To solve the problem regarding Asha and Nisha's ages, we can set up a couple of equations based on the information provided. Let's break it down step by step.
Defining Variables
First, we need to define the ages of Asha and Nisha. Let's denote:
- A = Asha's current age
- N = Nisha's current age
Setting Up the Equations
According to the problem, we have two key pieces of information:
- Asha’s age is 2 more than the square of Nisha’s age.
- When Nisha reaches Asha’s current age, Asha will be one year less than 10 times Nisha’s current age.
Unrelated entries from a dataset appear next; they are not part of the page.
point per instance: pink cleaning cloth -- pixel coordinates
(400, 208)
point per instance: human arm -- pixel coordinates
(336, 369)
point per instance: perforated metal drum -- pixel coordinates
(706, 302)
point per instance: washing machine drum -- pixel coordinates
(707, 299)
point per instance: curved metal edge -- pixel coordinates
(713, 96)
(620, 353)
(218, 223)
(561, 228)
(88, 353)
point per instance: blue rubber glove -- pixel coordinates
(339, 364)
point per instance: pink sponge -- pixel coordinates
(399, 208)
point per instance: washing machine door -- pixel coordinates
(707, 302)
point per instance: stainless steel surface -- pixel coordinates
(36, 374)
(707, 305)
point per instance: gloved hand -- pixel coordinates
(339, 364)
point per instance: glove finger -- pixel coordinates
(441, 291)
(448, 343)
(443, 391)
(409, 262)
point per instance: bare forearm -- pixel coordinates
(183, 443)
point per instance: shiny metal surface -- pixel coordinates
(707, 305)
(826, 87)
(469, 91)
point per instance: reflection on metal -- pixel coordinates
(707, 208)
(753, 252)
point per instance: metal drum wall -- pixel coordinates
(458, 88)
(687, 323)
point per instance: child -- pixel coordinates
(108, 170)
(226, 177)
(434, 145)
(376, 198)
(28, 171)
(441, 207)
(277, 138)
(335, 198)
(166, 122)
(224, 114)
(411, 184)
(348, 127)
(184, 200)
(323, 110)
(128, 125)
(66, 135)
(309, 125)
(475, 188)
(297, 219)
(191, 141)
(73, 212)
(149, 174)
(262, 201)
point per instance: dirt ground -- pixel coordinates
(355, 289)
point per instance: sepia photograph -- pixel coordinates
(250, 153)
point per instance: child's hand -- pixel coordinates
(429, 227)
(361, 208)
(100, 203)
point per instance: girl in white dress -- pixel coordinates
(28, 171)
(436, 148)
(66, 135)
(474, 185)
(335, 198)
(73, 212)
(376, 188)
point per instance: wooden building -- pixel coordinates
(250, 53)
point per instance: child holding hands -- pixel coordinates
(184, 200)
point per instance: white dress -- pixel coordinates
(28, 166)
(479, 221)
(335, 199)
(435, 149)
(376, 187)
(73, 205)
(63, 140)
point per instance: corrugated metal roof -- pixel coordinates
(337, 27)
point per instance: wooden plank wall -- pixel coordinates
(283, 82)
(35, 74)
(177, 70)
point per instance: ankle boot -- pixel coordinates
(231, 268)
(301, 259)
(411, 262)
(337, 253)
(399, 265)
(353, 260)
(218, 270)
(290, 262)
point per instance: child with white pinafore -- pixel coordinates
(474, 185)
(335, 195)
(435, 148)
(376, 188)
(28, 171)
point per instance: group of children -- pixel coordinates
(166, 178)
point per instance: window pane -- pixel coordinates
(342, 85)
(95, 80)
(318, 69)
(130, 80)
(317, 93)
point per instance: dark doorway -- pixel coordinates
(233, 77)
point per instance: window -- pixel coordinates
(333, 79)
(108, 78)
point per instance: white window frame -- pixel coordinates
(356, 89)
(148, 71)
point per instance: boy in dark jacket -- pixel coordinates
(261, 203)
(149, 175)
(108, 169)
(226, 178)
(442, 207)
From the first piece of information, we can write the equation:
A = N² + 2
For the second piece of information, we need to determine how many years it will take for Nisha to reach Asha's current age. This will be:
A - N years.
At that time, Asha’s age will be:
A + (A - N) = 2A - N
According to the problem, this age will be one year less than 10 times Nisha's current age:
2A - N = 10N - 1
Solving the Equations
Now we have a system of two equations:
- 1. A = N² + 2
- 2. 2A - N = 10N - 1
Let's substitute the first equation into the second equation:
2(N² + 2) - N = 10N - 1
Expanding this gives:
2N² + 4 - N = 10N - 1
Rearranging the equation leads to:
2N² - 11N + 5 = 0
Applying the Quadratic Formula
This is a quadratic equation in standard form, which we can solve using the quadratic formula:
N = (-b ± √(b² - 4ac)) / 2a
Here, a = 2, b = -11, and c = 5.
Calculating the discriminant:
b² - 4ac = (-11)² - 4(2)(5) = 121 - 40 = 81
Now substituting back into the formula:
N = (11 ± √81) / 4 = (11 ± 9) / 4
This gives us two potential solutions for N:
- N = (20) / 4 = 5
- N = (2) / 4 = 0.5 (not a valid age)
Finding Asha's Age
Since Nisha's age must be a whole number, we take N = 5. Now we can find Asha's age:
A = N² + 2 = 5² + 2 = 25 + 2 = 27
Calculating the Sum of Their Ages
Now that we have both ages:
- Asha's age (A) = 27 years
- Nisha's age (N) = 5 years
The sum of their present ages is:
27 + 5 = 32
Final Answer
Thus, the sum of Asha and Nisha's present ages is 32 years.